It's NOT the Same Old Arsenal

By Ted Knutson | April 4, 2017

It's NOT the Same Old Arsenal

Around football right now, we seem to be hearing that Arsenal are basically the same as every other year, but all the clubs around them have improved. Our numbers suggest that's not the case, and Arsenal's performance on both sides of the ball has fallen off this season.

Let's start with the obvious ones, the expected goals numbers.

Attacking xG 15-16: 1.97
Attacking xG 16-17: 1.67

Defensive xG 15-16: .95
Defensive xG 16-17: 1.09

So the attack is generating .30 xG fewer per game, while the defense is allowing .14 xG more. Combine the two and you get -.44 in expected goal difference, which is a huge whack when it comes to performance in the league table.

Where's that coming from? Well shot generation is down a touch on the attacking side, 14.6 to 15, but open play shot quality has fallen from .135 to .115 per shot, so the drop in attacking output is almost all down to the quality of shots Arsenal are generating this season.




On the defensive side of the ball, Arsenal are actually giving up FEWER shots per game - 10.64 this season vs 11.82 last year. Again, the reason for the swing in xG Conceded is down to shot quality. In 15-16, Arsenal's average open play shot against was worth .075 xG. This season? .105.




Arsenal's opponents are generating forty percent better shots than they were last season! What happened to all the long range pot shots?

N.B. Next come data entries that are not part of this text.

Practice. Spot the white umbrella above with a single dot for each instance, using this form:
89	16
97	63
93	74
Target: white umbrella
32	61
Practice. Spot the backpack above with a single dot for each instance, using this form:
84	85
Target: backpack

In previous seasons Arsenal have gamed xG by generating 40-50% more shots than their opponents while having a huge quality differential between the shots they take and the ones they concede. This year the quality difference is almost completely gone, which has dramatically affected their expected goals numbers at both ends of the pitch. This feels like a strategic change on the part of their opponents, but maybe I'm reading too much into it.

How Do You Fix It?

This is a massive question and one that I don't really know the answer to. Are Arsenal defending badly? Have teams solved their defense, and because of that know how to create better chances against them?

Arsenal's attack is probably the best from a personnel perspective that it has been in ages, and yet that isn't exactly firing on all cylinders. Would Cazorla's presence magically heal all wounds? He only played 15 90's last year and the Gunners were much better then, so I'm not sure his absence again this year has enough explanatory power.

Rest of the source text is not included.